Ma Petite Histoire (9) Catatan Harian 21 Mei 2002

20 Mei 2016   16:32 Diperbarui: 20 Mei 2016   17:02 60
+
Laporkan Konten
Laporkan Akun
Kompasiana adalah platform blog. Konten ini menjadi tanggung jawab bloger dan tidak mewakili pandangan redaksi Kompas.
Lihat foto
Bagikan ide kreativitasmu dalam bentuk konten di Kompasiana | Sumber gambar: Freepik

Apa sebenarnya yang harus kukejar?

Sebuah rumah real estate, lengkap dengan perabot, sistem audio visual, ruang pribadi denagn komputer generasi terbaru dan perpustakaan CD Room? Serta sebuah sedan di garasi

Lalu ditemani istri cantik, seorang model dan selebrtis?

Atau

Sebuah rumah di surga, di mana sungai jernih yang mengalir di bawah lantai, sungai yang airnya berasa seperti arak manis. Pohon buah-buahan di sekitar rumah, serta ditemani bidadari jelita, yang belum pernah disentuh laki-laki?
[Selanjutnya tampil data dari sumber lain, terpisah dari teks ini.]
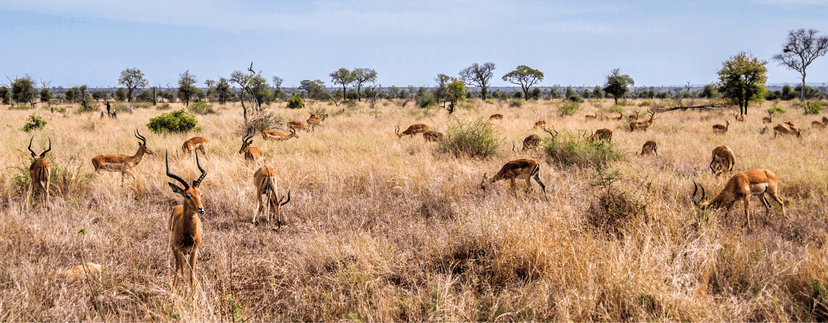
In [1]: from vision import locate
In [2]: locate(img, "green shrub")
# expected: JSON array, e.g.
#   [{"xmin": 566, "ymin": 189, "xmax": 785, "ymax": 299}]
[
  {"xmin": 287, "ymin": 94, "xmax": 305, "ymax": 109},
  {"xmin": 558, "ymin": 101, "xmax": 581, "ymax": 117},
  {"xmin": 147, "ymin": 109, "xmax": 201, "ymax": 133},
  {"xmin": 190, "ymin": 101, "xmax": 216, "ymax": 115},
  {"xmin": 544, "ymin": 132, "xmax": 621, "ymax": 168},
  {"xmin": 438, "ymin": 118, "xmax": 500, "ymax": 158},
  {"xmin": 23, "ymin": 115, "xmax": 46, "ymax": 132}
]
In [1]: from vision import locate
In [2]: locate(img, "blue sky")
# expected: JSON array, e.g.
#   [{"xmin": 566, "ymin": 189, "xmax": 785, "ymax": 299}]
[{"xmin": 0, "ymin": 0, "xmax": 828, "ymax": 87}]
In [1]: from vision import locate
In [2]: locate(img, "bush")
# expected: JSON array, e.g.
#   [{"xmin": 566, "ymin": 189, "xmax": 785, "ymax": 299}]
[
  {"xmin": 287, "ymin": 94, "xmax": 305, "ymax": 109},
  {"xmin": 147, "ymin": 109, "xmax": 201, "ymax": 133},
  {"xmin": 190, "ymin": 101, "xmax": 216, "ymax": 115},
  {"xmin": 544, "ymin": 132, "xmax": 621, "ymax": 168},
  {"xmin": 558, "ymin": 101, "xmax": 581, "ymax": 117},
  {"xmin": 23, "ymin": 115, "xmax": 46, "ymax": 132},
  {"xmin": 438, "ymin": 118, "xmax": 500, "ymax": 158}
]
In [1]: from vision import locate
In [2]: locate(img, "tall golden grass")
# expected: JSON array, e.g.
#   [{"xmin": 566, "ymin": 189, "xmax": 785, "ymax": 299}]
[{"xmin": 0, "ymin": 100, "xmax": 828, "ymax": 321}]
Manakah yang mimpi? Saat ini? Atau saat saya dibangunkan malaikat di Alam Barzah, seperti dalam film Vanilla Sky: Open Your Eyes!

Wacana Satu

Ludwig Feurbach , filsuf Jerman dua abad lalu barangkali akan mencibir puisi saya. Dia bilang ketika saya membicarakan realitas ketuhanan, sebetulnya saya membicarakan diri saya sendiri. Tuhan itu digambarkan sebetulnya secara antropologis. Penghukum, Sang Suci, Sang Adil, yang sebetulnya adalah hakikat manusia. Apalagi Marx, dia akan lebih mengejek: Saya bermimpi akan surga, karena tidak bisa menerima kenyataan pahit di dunia.
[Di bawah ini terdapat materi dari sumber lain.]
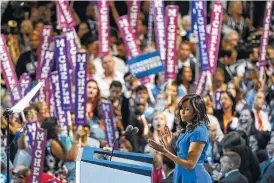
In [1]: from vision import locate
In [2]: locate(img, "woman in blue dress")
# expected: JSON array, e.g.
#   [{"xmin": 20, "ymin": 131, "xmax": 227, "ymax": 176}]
[{"xmin": 148, "ymin": 94, "xmax": 212, "ymax": 183}]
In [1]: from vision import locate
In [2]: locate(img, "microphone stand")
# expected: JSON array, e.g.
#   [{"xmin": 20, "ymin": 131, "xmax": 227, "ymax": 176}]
[{"xmin": 3, "ymin": 109, "xmax": 12, "ymax": 182}]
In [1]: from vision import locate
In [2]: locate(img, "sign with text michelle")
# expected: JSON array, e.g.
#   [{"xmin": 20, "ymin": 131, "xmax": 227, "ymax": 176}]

Baca Bab Pertama buku karya Donny Gahral Adian Arus Pemikiran Kontemporer. Mengapa manusia menjadi atheis? Bagi saya, Marx dan Feurbach logis sampai batas tertentu. Tetapi mereka tidak akan bisa menjawab bahwa pada masyarakat egaliter seperti suku-suku primitif, yang tidak mengenal strata, kecuali pembagian kerja, yang hidup bahagia, tetap menciptakan surga. Kehidupan di dunia sana? Apa penjelasan tentang itu? Pada masyarakat yang mapan? Golongan mapan tetap juga mencari spritualitas. Apa jawaban mereka?
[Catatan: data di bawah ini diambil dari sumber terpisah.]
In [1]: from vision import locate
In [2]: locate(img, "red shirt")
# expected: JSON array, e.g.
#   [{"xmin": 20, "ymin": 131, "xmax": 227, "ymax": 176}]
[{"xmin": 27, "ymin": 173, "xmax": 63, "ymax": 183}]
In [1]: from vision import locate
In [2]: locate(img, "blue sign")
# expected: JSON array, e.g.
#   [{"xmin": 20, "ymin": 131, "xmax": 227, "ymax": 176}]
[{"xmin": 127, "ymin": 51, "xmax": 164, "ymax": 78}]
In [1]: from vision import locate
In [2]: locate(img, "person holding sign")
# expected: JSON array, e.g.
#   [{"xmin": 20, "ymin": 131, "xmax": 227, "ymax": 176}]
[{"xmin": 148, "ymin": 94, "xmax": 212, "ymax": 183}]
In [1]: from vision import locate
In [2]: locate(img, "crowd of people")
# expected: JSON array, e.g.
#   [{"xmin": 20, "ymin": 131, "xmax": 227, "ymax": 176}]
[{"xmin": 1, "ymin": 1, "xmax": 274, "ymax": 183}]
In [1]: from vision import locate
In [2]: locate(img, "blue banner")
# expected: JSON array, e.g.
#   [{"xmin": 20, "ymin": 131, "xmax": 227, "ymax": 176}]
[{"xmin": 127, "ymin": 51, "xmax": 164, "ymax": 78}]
Nietszche boleh saja bilang manusia menciptakan Tuhan untuk menutupi kegagalannya? Untuk menutupi kelemahannya? Untuk membatasi hasrat seksualitasnya? Melemahkan hakikat kemanusiannya sendiri? Untuk itu Tuhan harus dibunuh? Namun Nietsche hanya melihat pencarian Tuhan pada masyarakat Eropa? Bagaimana di Kepulauan Pasifik? Lalu darimanakah ruh? Lalu darimanakah kehidupan?

Wacana Dua

Setelah melakukan riset di Perpustakaan Nasional, saya pulang lewat Jalan Diponegoro, di depan Megaria, Perempatan Pegangsaan, sore, saya melihat keributan. Sejumlah demonstran membakar 8-10 ban hingga menimbulkan kabut asap. Polisi URC melakukan sweeping dengan sepeda mtor sambil melepas tembakan. Pertama kali saya takut melihat kejadian ini. Lari masuk Megaria. Polisi bahkan menembak ke dalam halaman bioskop membuyarkan tontonan (saya kira peluru kosong). Bioskop langsung ditutup. Terperangkap di sana hingga mahgrib.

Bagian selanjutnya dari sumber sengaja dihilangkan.